Am nächsten Tag kam er geknickt etwas später zum Frühstück, schaute mich charmant an und sagte: „Ich bitte Dich innig, komm' doch diese Nacht auf mein Zimmer. Sonst werde ich krank.“ „Das kann ich nicht. Ich bin verheiratet und liebe meinen Mann.“ „Du kannst ihn ruhig weiter lieben“, antwortete er überzeugt, „ich will doch Eure Ehe nicht zerstören. Ein paar Nächte mit mir sind doch keine Sünde. Du wirst es nicht bereuen, ich gebe Dir dafür zehn Dollar. Die habe ich aber nicht bei mir. Ich schicke sie aus Dahomey aus dem Busch an Euren FDGB mit dem Vermerk 'Honorar für die Nachtdienste der Dolmetscherin Frau Musculus'“. Dann nahm er meine Hände und schrie wie in Extase: „Votre peau, votre peau, peau, peau!“ „Um Gottes Willen!“, riefen die deutschen Funktionäre, „wenn er Ihre Hände jetzt schon mit Ihrem Po verwechselt, ist er vollkommen durchgedreht“ (sie wussten nicht, dass „peau“ französisch ist und „Haut“ bedeutet).
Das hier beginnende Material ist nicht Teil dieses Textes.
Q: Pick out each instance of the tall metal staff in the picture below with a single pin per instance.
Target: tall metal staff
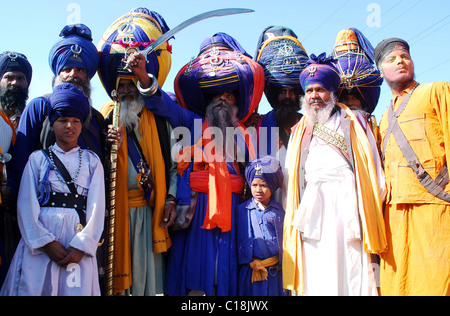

Natürlich wurde für die Weiterfahrt nach Dresden ein anderer Dolmetscher engagiert, männlichen Geschlechts. Was ihm blühte, weiß ich nicht - man kann es ja auch nie wissen. Nach dieser so peinlichen Angelegenheit blieb ich psychisch, physisch und erotisch total zerstört. Kein Psychiater kann mir helfen. Vielleicht erfahre ich die Adresse von dem Missetäter aus Afrika, um eine monatliche Wiedergutmachung zu beanspruchen. Ich hoffe, dass auch Sie für meinen so tragischen Zustand Verständnis zeigen und mich großzügig unterstützen. Ich bedanke mich dafür.